The man was identified by police as 37-year-old Marc Lamparello. According to the NYPD's Deputy Commissioner of Intelligence and Counterterrorism, John Miller, Lamparello parked a minivan on Fifth Avenue at approximately 7:55 PM on Wednesday night. He then walked around the area, returned to the minivan, where pulled out two 2-gallon cans of gasoline, a plastic bag containing two bottles of lighter fluid, and two extended lighters.
He then attempted to enter St. Patrick's Catherdral with the items in hand when he was stopped by a security guard, Miller reported. As Lamparello left the cathedral, some of the gasoline he was holding spilled onto the cathedral floor. The security guard informed two counterterrorism officers outside the cathedral as Lamparello attempted to flee the scene.
As the officers questioned Lamparello, he offered only "inconsistent and evasive" answers regarding why he was carrying the cans of gas, in addition to the other items. According to Miller, "His basic story was that he was cutting through the cathedral to get to Madison Avenue. [He said] his car had run out of gas."
But as police searched Lamparello's vehicle, they discovered he was lying. The car wasn't out of gas. Police have taken Lamparello into custody, but he has not yet been charged, says Miller.
Miller also explained that it was too early in the investigation to determine if terror is considered to be the motive.
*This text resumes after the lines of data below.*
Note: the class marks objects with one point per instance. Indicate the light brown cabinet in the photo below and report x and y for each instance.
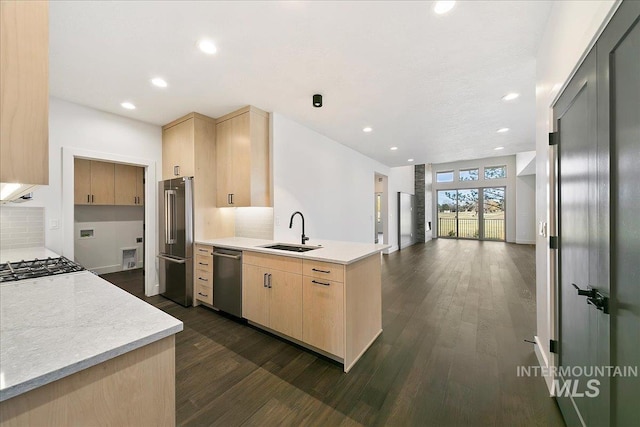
(94, 182)
(24, 92)
(272, 292)
(129, 185)
(178, 148)
(203, 269)
(242, 164)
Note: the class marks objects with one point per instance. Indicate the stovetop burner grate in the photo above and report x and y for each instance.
(21, 270)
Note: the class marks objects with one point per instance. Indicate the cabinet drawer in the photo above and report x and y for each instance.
(323, 270)
(275, 262)
(204, 262)
(203, 250)
(323, 315)
(204, 293)
(203, 277)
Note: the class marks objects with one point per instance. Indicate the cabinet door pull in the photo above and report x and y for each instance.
(320, 283)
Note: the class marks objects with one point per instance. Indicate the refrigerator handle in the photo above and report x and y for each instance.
(170, 216)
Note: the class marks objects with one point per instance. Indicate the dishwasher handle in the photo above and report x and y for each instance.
(227, 255)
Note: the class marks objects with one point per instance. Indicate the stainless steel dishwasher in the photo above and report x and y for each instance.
(227, 281)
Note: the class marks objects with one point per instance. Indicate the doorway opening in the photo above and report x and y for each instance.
(460, 215)
(380, 209)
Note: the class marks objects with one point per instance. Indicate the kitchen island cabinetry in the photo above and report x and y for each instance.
(94, 182)
(24, 92)
(272, 292)
(242, 165)
(129, 185)
(328, 299)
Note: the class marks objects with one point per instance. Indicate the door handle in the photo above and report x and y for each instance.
(594, 298)
(177, 261)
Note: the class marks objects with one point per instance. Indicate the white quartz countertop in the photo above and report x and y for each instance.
(55, 326)
(25, 254)
(330, 250)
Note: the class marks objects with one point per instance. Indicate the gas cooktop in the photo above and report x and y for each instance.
(21, 270)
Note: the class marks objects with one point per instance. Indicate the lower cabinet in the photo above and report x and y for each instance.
(203, 273)
(323, 318)
(273, 298)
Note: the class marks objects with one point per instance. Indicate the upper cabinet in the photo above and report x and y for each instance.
(242, 164)
(94, 182)
(178, 148)
(24, 92)
(129, 185)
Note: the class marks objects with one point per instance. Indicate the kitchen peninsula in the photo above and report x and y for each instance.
(327, 298)
(76, 350)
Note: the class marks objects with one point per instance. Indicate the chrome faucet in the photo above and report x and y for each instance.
(304, 238)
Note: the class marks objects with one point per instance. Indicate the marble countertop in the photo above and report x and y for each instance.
(52, 327)
(330, 250)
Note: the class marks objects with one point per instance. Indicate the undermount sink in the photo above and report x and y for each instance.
(291, 248)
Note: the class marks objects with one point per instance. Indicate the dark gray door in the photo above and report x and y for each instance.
(582, 328)
(619, 125)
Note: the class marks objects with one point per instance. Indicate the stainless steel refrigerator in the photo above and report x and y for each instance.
(176, 239)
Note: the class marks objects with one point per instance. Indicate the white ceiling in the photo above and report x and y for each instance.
(428, 84)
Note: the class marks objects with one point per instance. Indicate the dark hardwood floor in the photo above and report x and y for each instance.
(455, 314)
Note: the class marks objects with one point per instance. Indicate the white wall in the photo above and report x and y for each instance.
(401, 179)
(332, 185)
(526, 209)
(509, 182)
(572, 28)
(79, 130)
(114, 229)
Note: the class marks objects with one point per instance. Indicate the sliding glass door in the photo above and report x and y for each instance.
(460, 216)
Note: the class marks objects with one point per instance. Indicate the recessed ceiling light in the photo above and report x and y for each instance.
(443, 7)
(158, 82)
(207, 47)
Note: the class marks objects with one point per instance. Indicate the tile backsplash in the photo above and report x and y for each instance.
(21, 227)
(254, 222)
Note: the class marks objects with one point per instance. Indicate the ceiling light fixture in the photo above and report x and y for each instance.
(157, 81)
(510, 96)
(207, 47)
(443, 7)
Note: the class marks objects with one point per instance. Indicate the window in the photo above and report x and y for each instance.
(495, 172)
(469, 174)
(444, 176)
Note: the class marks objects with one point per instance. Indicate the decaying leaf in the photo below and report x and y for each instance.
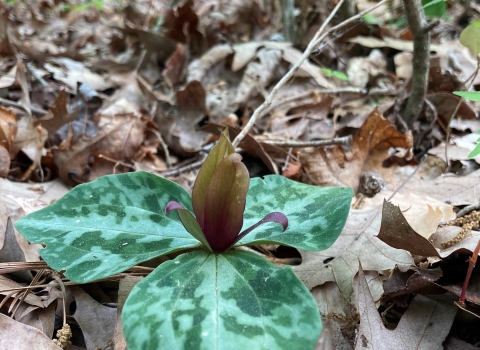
(371, 143)
(357, 242)
(16, 335)
(96, 320)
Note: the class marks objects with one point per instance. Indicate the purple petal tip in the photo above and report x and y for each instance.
(172, 205)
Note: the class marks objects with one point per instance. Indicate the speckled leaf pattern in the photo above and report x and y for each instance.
(109, 225)
(234, 300)
(316, 215)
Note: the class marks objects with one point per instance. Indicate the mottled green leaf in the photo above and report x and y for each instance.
(108, 225)
(316, 215)
(222, 149)
(235, 300)
(470, 37)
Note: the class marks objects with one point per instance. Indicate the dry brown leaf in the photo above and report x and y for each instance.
(452, 189)
(198, 69)
(57, 114)
(175, 65)
(422, 212)
(71, 73)
(22, 80)
(16, 335)
(357, 242)
(96, 320)
(424, 325)
(30, 299)
(41, 319)
(371, 143)
(121, 134)
(258, 74)
(179, 124)
(8, 128)
(406, 280)
(307, 69)
(30, 140)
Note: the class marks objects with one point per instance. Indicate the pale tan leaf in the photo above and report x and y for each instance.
(16, 335)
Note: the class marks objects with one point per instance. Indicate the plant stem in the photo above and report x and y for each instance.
(421, 60)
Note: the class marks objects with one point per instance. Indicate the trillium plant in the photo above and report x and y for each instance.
(214, 296)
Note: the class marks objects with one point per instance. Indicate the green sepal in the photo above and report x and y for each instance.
(234, 300)
(316, 215)
(222, 149)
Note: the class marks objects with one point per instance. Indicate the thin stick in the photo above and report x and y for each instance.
(471, 264)
(64, 294)
(11, 103)
(295, 137)
(310, 48)
(347, 140)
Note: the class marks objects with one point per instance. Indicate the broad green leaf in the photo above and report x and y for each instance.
(235, 300)
(470, 37)
(109, 225)
(222, 149)
(316, 215)
(476, 151)
(469, 95)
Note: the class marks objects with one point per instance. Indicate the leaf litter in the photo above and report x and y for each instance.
(95, 90)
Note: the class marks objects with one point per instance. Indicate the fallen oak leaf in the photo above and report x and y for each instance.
(424, 325)
(397, 233)
(370, 147)
(357, 242)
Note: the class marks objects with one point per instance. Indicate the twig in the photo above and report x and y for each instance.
(346, 140)
(340, 90)
(468, 209)
(11, 103)
(471, 264)
(318, 38)
(421, 50)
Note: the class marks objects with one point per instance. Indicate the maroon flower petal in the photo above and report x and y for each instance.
(222, 149)
(188, 221)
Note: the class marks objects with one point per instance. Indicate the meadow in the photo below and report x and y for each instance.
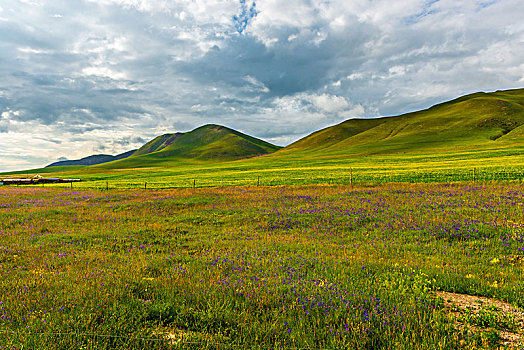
(330, 266)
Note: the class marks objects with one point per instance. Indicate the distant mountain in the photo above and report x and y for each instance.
(93, 160)
(158, 143)
(214, 142)
(207, 143)
(473, 121)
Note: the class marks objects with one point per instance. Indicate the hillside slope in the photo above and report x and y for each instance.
(480, 120)
(158, 143)
(207, 143)
(92, 160)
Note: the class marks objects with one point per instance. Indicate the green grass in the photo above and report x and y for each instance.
(481, 133)
(323, 266)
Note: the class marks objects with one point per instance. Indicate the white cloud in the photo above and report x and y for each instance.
(104, 72)
(297, 66)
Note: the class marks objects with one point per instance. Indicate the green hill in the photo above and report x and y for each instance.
(480, 120)
(158, 143)
(206, 143)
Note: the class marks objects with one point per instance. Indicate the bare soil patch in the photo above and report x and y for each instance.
(485, 314)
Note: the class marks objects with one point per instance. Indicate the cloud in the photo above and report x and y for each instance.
(275, 69)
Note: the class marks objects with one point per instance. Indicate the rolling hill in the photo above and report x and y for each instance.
(204, 144)
(93, 160)
(480, 120)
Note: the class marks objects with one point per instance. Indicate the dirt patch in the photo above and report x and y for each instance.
(486, 314)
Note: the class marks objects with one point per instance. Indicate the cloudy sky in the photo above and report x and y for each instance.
(79, 77)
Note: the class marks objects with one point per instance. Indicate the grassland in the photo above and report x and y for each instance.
(318, 266)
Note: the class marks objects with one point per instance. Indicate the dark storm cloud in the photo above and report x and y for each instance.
(84, 76)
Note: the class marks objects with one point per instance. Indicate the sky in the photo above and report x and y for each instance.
(83, 77)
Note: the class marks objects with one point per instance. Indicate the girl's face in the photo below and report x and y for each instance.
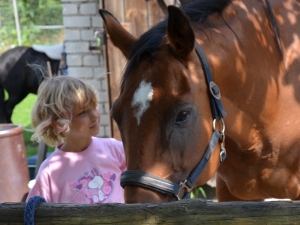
(85, 123)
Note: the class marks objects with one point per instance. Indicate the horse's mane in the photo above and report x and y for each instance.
(149, 42)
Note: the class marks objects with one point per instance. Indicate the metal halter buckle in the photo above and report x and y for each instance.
(183, 186)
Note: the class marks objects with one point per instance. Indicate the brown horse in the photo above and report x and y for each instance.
(170, 113)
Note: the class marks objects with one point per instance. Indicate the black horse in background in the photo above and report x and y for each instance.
(22, 69)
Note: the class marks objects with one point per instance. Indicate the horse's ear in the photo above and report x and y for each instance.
(180, 33)
(118, 35)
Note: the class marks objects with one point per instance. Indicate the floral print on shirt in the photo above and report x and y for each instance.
(92, 188)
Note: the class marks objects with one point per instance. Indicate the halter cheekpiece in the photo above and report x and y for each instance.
(182, 190)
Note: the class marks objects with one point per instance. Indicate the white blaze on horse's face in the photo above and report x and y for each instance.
(141, 99)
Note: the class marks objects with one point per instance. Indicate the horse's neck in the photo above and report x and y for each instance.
(243, 57)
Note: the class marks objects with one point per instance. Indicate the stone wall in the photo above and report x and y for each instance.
(81, 20)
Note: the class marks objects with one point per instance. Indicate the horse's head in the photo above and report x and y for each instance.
(163, 110)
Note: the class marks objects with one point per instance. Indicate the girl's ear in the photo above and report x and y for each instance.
(54, 125)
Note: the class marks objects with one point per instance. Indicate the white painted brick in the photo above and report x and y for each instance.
(71, 35)
(106, 108)
(91, 60)
(107, 131)
(87, 35)
(100, 72)
(74, 60)
(77, 47)
(76, 21)
(94, 83)
(97, 21)
(103, 96)
(103, 85)
(69, 9)
(80, 72)
(88, 8)
(102, 131)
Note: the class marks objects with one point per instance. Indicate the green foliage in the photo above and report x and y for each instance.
(32, 13)
(21, 115)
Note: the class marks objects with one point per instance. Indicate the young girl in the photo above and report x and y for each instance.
(83, 168)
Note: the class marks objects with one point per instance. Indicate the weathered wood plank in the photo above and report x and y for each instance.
(182, 212)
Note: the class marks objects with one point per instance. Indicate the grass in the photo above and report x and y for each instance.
(21, 116)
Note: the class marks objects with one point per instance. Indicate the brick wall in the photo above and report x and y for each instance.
(81, 19)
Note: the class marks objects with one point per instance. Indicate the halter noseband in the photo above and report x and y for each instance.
(182, 190)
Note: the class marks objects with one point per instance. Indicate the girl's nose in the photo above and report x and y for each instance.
(95, 114)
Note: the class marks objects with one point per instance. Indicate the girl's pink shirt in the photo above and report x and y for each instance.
(88, 177)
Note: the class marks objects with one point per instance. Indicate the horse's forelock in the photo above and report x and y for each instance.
(151, 41)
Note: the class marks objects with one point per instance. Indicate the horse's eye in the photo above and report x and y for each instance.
(183, 116)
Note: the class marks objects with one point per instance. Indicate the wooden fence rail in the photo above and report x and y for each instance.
(185, 212)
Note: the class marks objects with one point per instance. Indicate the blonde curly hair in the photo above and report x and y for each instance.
(58, 99)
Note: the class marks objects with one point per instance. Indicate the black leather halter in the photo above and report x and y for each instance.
(182, 190)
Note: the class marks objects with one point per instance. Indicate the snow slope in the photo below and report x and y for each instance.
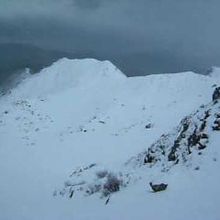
(81, 112)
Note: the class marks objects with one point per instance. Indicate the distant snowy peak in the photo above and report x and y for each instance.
(66, 73)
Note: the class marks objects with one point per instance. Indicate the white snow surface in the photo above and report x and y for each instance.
(78, 112)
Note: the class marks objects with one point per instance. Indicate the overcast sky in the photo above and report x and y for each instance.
(185, 29)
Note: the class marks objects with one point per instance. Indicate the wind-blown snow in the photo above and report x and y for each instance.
(79, 112)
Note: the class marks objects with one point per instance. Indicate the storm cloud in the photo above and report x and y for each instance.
(141, 37)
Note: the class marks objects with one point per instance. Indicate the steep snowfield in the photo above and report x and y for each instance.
(82, 112)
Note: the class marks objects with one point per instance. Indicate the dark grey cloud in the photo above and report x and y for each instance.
(140, 36)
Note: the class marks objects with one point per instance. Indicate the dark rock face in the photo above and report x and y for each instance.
(158, 187)
(216, 94)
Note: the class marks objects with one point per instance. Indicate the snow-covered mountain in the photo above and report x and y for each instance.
(81, 134)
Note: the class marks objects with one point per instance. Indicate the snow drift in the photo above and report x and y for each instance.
(77, 123)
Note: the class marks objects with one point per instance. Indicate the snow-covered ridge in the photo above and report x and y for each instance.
(66, 73)
(77, 119)
(87, 73)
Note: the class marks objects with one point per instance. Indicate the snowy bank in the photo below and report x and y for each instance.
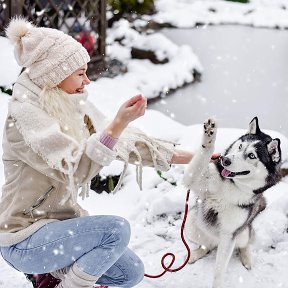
(188, 14)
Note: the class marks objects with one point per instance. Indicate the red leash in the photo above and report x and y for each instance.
(167, 268)
(215, 156)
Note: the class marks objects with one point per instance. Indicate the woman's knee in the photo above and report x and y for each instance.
(122, 230)
(136, 275)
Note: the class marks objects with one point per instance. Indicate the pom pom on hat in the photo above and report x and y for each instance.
(49, 54)
(17, 29)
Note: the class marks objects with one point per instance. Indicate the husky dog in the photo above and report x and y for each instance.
(229, 192)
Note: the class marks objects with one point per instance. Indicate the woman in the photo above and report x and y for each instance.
(54, 143)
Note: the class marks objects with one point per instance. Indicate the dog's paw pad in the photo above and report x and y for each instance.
(209, 127)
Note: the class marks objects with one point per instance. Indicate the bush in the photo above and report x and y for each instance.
(132, 6)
"It's hard to say what his intentions were, but I think the totality of circumstances of an individual walking into an iconic location like St. Patrick's Cathedral carrying over four gallons of gasoline, two bottles of lighter fluid and lighters is something that we would have great concern over," he explained to reporters.
Miller indicated that an increased security presence is not unusual at St. Patrick's Cathedral, but considering the devastating events involving a fire that ravaged Notre Dame Cathedral in Paris on Monday, the NYPD is taking extra precautions.
Police initially commented that Lamparello may have been "emotionally disturbed." Miller also announced that he is "known to police."
A spokesman for the Archdiocese of New York verified that Lamparello was stopped as he tried to enter the cathedral. "Nothing happened inside the cathedral," confirmed the spokesman.